Simply put, that is the machine amortization cost ($0.024 per KG printed) and the material cost ($0.0233 per kg from lulzbot directly. We have a consumables budget of ~$7000/year, and that is consumed entirely in having to eat the cost of failed prints and the addition of as-yet-unrequested tools.

Machine amortization is required to be calculated into consumables because it is a federal regulation. Since grants can be used for this service, we are required to calculate all of the institutional direct costs associated with the apportioned usage.

The funds collected go back into the spaces operating budget which gives the makerspace the ability to be reactive to students needs, without having to go through appropriations request (a year long process) every time a machine breaks or we need to increase the capabilities of the space with new machines. If we just charged material cost, the consumable that is the machine itself would be lost and we would slowly have fewer and fewer printers for students, eventually none.

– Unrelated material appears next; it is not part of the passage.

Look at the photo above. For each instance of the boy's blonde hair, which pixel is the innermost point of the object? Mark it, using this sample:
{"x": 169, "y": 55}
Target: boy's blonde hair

As for why we do not let any random filament in, well a bad filament causes failed prints, and failed prints can damage the machines. The $20 amazon special is garbage plastic, can contain non-label contaminants, and is often of an uneven diameter through a spool.

I hope that helps make sense of the costing infrastructure used to not just set up, but also make sustainable, a printing, laser cutting and PCB fabrication queue.